E, come altre professioni, anche il mestiere dell’ avvocato ha una seria deontologia da rispettare. Sopratutto per quanto riguarda le vittime del dovere. In alcuni casi, infatti è meglio avvisare l’assistito da subito, se è il caso o meno di proseguire con le procedure giuridiche: “La professione dell’avvocato è molto delicata e complessa. Bisogna cercare sempre di guardare al problema di chi sia ha di fronte e capire se si è in grado di risolverlo. Capita poi di tutto, tanto vittime sfinite da atteggiamenti ostruzionistici, tanto persone scorrette che cercano di approfittare. Si tratta però sempre di persone ammalate che devono essere trattate con umanità e comprensione”, afferma l’avvocato.

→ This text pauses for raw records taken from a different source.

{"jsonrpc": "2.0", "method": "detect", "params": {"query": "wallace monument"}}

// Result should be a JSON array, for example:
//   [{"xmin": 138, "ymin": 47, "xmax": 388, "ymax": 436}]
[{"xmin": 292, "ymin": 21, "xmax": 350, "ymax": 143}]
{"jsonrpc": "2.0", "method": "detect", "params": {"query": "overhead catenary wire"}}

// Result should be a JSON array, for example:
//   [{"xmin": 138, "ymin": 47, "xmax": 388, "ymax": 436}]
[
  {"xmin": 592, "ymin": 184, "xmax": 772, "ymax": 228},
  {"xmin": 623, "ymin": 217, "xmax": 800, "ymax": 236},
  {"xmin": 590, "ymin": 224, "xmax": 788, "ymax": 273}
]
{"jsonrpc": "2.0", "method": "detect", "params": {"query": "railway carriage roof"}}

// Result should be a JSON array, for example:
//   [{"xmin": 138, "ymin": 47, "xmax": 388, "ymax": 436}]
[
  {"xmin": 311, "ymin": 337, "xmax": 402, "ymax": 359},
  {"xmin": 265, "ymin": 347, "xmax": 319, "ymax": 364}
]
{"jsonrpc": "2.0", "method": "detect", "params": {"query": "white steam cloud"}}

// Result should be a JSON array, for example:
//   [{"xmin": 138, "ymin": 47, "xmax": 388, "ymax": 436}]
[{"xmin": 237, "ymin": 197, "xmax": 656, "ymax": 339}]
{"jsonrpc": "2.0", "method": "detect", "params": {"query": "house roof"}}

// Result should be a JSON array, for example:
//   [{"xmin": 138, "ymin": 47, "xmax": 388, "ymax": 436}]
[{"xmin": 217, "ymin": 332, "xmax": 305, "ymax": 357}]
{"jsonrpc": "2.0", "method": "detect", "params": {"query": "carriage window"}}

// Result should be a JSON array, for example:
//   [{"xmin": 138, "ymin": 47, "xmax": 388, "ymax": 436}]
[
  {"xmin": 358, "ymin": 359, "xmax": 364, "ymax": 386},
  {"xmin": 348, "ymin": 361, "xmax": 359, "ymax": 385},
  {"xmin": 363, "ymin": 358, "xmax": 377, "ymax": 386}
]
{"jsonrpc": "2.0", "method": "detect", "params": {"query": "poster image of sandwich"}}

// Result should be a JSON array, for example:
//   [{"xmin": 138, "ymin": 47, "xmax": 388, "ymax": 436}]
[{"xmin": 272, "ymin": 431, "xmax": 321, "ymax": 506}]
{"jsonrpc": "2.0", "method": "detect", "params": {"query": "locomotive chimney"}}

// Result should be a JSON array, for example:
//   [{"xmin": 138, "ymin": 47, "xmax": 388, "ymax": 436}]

Purtroppo, infatti, molte vittime dell’uranio impoverito, ma anche dell’amianto, hanno denunciato come molti colleghi, lontani da qualsiasi pensiero deontologico, anzichè aiutarli cercavano di lucrare sulla loro situazione. E, come ci riferisce Targaglia, non è cosa rara trovarsi di fronte a queste situazioni: “Mi raccontano tante cose, succede di tutto, ma io cerco di guardare ai problemi da affrontare. Spesso ci sono mille atteggiamenti scorretti dietro tragedie umane e familiari. E’ già difficile tutelare tante persone danneggiate, io vivo nel mio studio e sono concentrato nelle cose da fare, spesso non mi rendo neppure conto del tempo che passa. Certo, mi pesa molto sapere di atteggiamenti scorretti, così come a volte mi sento impotente nel vedere tanti giovani che si ammalano al rientro dalle missioni”.
E, come spiegato sempre da Tartaglia, i casi trattati da lui e i suoi colleghi, necessitano di una conoscenza molto approfondita di metodologie giuridiche in materia militare-amministrativa: “Sono questioni complesse che necessitano di grande dedizione, attenzione, studio incessante e conoscenza di processi diversi. Pensi che una stessa questione può richiedere per vari fini la necessità di adire giurisdizioni diverse. Ad esempio, per avversare il diniego di causa di servizio ai fini dell’equo indennizzo bisogna ricorrere al Tar (il tribunale amministrativo regionale, ndr) entro il termine perentorio di 60 giorni dal diniego. Se il diniego della causa di servizio ai fini della pensione privilegiata è avverso bisogna ricorrere alla Corte dei Conti territorialmente competente. Ai fini dell’azione risarcitoria bisogna ricorrere al Tar se il militare è in vita. Nel caso di militare deceduto i familiari, se chiedono i danni da perdita del congiunto, devono fare causa dinanzi il tribunale civile. E ancora, se chiedono i danni subiti dal militare, che si sono trasferiti a loro per effetto della successione ereditaria, devono ricorrere al Tar. Ognuno di questi processi ha regole diverse e richiede una conoscenza specifica, non solo della materia generica, ma anche e soprattutto del diritto militare che va ben inserito nelle regole comuni evidenziando e conoscendo le relative peculiarità. Insomma, non sono questioni affrontabili da chiunque. Inoltre, aggiungo per ulteriori informazioni, che per ottenere i benefici di vittima del dovere è necessario ricorrere al Tribunale del Lavoro provando il nesso di causalità” conclude Tartaglia.
Molte volte infatti, l’argomento a livello legale viene trattato in modo superficiale con risultati negativi, che rendono ancora più complesso far valere le ragioni degli assistiti, se non si ha una conoscenza specifica sopratutto del diritto militare, rischiando così di veder cadere nel vuoto qualsiasi azione legale.